Attorno alle 21 di lunedì la comunicazione della società. A casa Corioni torna anche Giampaolo che però rifiuta il ritorno a Brescia. Chi sarà il prossimo ct?

(red.) Quando il telefono è squillato ed è apparso sullo schermo il nome di Gino Corioni, Cristiano Bergodi doveva sapere già che cosa voleva comunicargli.

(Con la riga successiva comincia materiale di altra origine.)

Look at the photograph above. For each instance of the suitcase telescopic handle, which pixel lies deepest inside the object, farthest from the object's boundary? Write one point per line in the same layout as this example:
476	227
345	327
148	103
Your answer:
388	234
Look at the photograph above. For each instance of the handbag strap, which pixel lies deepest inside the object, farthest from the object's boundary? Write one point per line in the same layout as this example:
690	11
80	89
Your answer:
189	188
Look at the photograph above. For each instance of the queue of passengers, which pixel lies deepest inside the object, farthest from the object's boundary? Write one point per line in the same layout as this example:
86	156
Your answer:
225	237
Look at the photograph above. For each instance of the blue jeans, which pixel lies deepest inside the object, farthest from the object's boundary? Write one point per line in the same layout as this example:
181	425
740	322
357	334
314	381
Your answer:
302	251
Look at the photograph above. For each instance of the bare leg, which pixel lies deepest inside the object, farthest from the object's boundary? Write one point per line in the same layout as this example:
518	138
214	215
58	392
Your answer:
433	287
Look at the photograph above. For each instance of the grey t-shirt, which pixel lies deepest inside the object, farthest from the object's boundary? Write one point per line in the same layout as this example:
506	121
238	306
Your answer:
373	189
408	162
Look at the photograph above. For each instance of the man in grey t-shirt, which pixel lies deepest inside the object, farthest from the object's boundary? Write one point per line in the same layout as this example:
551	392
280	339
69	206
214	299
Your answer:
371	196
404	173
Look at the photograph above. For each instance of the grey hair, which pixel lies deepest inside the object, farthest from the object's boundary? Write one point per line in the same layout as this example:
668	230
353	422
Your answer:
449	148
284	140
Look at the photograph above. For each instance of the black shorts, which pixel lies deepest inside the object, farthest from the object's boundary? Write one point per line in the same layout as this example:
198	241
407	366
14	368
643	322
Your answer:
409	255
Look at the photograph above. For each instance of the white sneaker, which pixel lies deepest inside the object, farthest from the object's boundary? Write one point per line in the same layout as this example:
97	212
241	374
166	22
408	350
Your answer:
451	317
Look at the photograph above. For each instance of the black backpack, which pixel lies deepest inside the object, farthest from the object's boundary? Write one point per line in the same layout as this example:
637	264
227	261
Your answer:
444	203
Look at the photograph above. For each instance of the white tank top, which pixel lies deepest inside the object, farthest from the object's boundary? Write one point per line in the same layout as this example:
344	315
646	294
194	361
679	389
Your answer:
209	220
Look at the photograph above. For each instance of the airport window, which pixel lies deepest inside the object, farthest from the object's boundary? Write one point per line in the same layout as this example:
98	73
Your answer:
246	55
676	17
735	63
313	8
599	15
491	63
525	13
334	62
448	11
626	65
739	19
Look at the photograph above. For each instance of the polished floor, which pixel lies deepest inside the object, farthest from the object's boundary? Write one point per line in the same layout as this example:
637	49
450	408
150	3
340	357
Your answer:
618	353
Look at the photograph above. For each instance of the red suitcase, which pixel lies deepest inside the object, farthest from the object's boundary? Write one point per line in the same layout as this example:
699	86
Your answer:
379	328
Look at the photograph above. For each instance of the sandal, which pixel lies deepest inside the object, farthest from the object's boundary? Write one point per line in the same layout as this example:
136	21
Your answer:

La notizia dell’esonero dell’allenatore del Brescia era già nell’aria da un po’,  ma solo nella serata di lunedì è arrivata l’ufficializzazione.
Dopo la sconfitta dell’ultima giornata contro il Carpi e le contestazioni della tifoseria, il “pres” si è deciso a rescindere il contratto con il ct laziale, che in 20 gare aveva portato a casa un modesto (anche se non disastroso) bottino di 30 punti. A dare la notizia alla stampa è il numero due di via Bazoli Luca Saleri: «Abbiamo esonerato Bergodi perchè così non potevamo continuare. L’abbiamo fatto per il bene del Brescia. Nel 2014 la squadra ha subìto una paurosa involuzione. Non possiamo giocare tanto male».
Ma il colpo di scena della serata è un altro. Passano un paio d’ore e chi varca il cancello dell’abitazione di Corioni? Marco Giampaolo. Sì, proprio lui. Il commissario abruzzese che a inizio stagione abbandonò (letteralmente, è il caso dirlo) la squadra, facendo perdere per giorni le sue tracce. Un breve faccia a faccia quello con il presidente del Brescia che però non ha portato ai risultati sperati. Giampaolo esce dalla casa di Corioni e chiude, di nuovo, la porta al Brescia.
Ma chi siederà dunque ora sulla panchina delle rondinelle? Martedì 4 marzo l’incontro decisivo tra Gino Corioni e il direttore sportivo Andrea Iaconi: incontro da dentro o fuori. Mentre il Brescia, ad ora è privo di guida tecnica e in mattinata sarà guidato dal preparatore atletico Alessio Squassoni e da quello dei portieri Alfredo Magni, uomini di fiducia della società. Resta difficile da capire chi potrà accollarsi, a questo punto della stagione, l’onere di traghettare la barcollante nave biancazzurra fino a fine stagione. Una stagione cominciata all’insegna delle ombre e della sfortuna, con le sconfitte e la “dissoluzione” di Giampaolo, proseguita male con il “pasticcio” Manenti, e che potrebbe finire anche peggio.